Possibly a stupid question, but...

[ArniVidar]

Hey guys.

I've just been introduced to the concept of Bittorrent Sync as a possible replacement for cloud storage, and am just reading up on this pretty interesting concept.

I have, however, one (possibly) stupid question:

Since the only ID of a shared folder is a secret number, that secret number is randomly generated on one end, and is then shared via DHT over the web, two people could manage to randomly create the same secret key and then share it with their friends.

Then you would have two different sets of friends that have the same number, trying to access two different 'servers' that have the same number.

What would happen?

[handle]

The chances of that happening are so slim that they are basically none.
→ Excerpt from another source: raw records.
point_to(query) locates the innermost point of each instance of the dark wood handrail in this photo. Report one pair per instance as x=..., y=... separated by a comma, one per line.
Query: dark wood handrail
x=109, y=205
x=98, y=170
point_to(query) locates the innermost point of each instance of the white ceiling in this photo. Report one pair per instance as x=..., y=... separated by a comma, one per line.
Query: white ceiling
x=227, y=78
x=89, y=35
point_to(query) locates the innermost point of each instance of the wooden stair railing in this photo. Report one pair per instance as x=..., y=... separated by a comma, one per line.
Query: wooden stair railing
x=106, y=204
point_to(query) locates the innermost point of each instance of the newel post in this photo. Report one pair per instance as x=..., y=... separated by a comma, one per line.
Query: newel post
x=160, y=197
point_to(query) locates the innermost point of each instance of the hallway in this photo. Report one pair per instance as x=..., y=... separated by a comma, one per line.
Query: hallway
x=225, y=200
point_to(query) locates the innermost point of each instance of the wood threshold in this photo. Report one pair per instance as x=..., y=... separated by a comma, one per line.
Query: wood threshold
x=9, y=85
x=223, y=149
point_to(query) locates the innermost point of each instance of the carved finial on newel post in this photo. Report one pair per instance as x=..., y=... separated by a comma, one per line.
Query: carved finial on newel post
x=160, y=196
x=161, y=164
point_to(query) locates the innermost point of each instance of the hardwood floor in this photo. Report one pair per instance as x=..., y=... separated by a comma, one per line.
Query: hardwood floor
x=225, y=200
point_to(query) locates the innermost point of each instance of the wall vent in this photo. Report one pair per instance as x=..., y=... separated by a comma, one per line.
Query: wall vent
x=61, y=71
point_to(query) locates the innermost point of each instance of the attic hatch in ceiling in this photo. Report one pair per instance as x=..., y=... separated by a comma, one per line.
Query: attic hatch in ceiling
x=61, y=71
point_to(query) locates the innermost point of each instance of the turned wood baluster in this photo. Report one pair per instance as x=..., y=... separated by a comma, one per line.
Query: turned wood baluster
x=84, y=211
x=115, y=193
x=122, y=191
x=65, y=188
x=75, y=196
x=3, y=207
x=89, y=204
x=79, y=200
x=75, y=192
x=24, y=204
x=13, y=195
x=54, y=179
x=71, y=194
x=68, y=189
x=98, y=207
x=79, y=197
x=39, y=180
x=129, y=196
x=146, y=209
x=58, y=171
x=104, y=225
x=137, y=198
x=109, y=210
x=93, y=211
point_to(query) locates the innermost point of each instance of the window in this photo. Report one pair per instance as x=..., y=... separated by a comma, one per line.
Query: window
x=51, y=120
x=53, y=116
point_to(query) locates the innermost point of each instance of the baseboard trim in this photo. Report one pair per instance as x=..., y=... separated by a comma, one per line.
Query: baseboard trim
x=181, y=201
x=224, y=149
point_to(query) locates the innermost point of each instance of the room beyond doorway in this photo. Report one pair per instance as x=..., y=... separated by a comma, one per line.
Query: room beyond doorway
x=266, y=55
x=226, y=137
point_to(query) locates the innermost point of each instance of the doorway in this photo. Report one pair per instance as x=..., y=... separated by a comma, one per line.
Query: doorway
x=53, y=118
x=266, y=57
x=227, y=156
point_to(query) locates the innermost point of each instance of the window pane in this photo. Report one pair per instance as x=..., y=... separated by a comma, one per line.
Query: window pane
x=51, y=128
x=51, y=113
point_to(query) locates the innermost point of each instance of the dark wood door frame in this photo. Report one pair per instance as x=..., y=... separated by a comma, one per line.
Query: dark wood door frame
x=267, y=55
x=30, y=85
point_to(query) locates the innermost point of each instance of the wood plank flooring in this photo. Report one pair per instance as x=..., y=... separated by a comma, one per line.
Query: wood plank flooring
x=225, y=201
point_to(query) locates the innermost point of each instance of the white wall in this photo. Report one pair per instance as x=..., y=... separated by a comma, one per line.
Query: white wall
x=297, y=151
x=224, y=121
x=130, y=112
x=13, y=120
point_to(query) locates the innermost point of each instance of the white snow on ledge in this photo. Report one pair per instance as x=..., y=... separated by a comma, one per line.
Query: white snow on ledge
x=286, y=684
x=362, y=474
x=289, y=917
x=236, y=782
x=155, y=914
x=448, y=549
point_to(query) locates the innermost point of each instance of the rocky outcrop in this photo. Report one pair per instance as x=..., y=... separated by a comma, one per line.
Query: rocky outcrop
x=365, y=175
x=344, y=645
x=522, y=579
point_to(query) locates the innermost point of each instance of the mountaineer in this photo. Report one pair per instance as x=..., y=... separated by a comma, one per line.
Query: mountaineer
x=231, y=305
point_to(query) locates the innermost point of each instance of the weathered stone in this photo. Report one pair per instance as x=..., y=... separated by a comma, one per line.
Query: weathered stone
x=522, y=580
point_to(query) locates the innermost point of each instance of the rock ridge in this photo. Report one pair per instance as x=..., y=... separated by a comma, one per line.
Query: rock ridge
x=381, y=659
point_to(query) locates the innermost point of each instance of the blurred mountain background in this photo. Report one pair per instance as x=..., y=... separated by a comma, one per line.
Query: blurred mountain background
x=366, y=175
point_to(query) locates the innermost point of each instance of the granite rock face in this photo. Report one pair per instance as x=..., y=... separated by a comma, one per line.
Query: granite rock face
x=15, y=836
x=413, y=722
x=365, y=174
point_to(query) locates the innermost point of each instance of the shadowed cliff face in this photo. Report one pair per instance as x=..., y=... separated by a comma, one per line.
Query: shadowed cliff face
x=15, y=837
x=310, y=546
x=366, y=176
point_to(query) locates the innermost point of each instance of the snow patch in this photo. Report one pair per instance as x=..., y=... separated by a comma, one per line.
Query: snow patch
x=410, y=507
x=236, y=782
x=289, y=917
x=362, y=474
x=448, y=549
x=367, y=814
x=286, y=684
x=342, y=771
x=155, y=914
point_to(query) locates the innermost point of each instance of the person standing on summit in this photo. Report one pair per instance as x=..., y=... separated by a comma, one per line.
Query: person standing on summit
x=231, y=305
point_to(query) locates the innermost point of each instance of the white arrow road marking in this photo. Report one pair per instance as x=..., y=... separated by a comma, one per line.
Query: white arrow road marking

If every atom on the earth had its own secret, it would still be highly unlikely for any of them to have a collision, let alone for humans of which there are significantly less, and even less when you consider how many humans use the internet, and even less when you consider how many people use bittorrent sync.

[ArniVidar]

Yes, I understand that the odds are astronomically small, but statistically speaking it is still just as likely to happen to me as it is likely to happen to nobody.

Since this method is hailed as a new and secure way to share your very important (and often valuable) data over the internet, if there are ANY odds that it can happen, the mere possibility of somebody rambling by accident into your server is still a daunting thought.

[handle]

Another thing about cryptography is that it doesn't make things impossible. Instead, it makes things so unlikely/difficult that it might as well not be possible.

However small of a chance you think it is, it's smaller than that. And smaller than even that, etc.

The chances of winning a lottery is something like 1 in 100,000,000. That's quite a lot, and considering many people put a ticket into the lottery weekly and still win nothing ever in their lives, that's quite a small chance.

Now, this system.

The total possible number of keys with 21 bytes is a lot. Compensating for the birthday paradox, we would need to divide this number by two to find out the chances of finding a collision.

The chances of finding a collision is 1 in 187,072,209,578,355,573,530,071,658,587,684,226,515,959,365,500,928. And that's AFTER being divided by two. If this were a lottery, you could put in a ticket once every microsecond, dare every nanosecond, and still win nothing if you played for centuries.

Not only this, but this is just the default 21 bytes. If you create a longer random key, that number increases exponentially per character you add, provided it's completely random.

[ArniVidar]

All very true, but the old axiom "Anything that can happen, will happen" usually holds true as well. And with my rotten luck I'd probably see it happen twice on my server. Murphy hates me!

[handle]

If that axiom held true, the entire internet would be broken. It does not apply here.

[deux]

In terms of probability, the likelihood of your PC or laptop getting stolen is probably higher than someone generating the same secret.

[GreatMarko]

Since the only ID of a shared folder is a secret number, that secret number is randomly generated on one end, and is then shared via DHT over the web, two people could manage to randomly create the same secret key and then share it with their friends.

The chances of two people managing to "randomly create the same secret" are near impossible!

Please see "How secure are "secrets"... can they be guessed" in the Unofficial FAQ

[Shot2]

However, since secrets are not necessarily created randomly, what are the odds of two enthusiast geeks creating a same secret e.g. "ALLY0URBASEAREBEL0NGT0US"? remarkably high, methinks.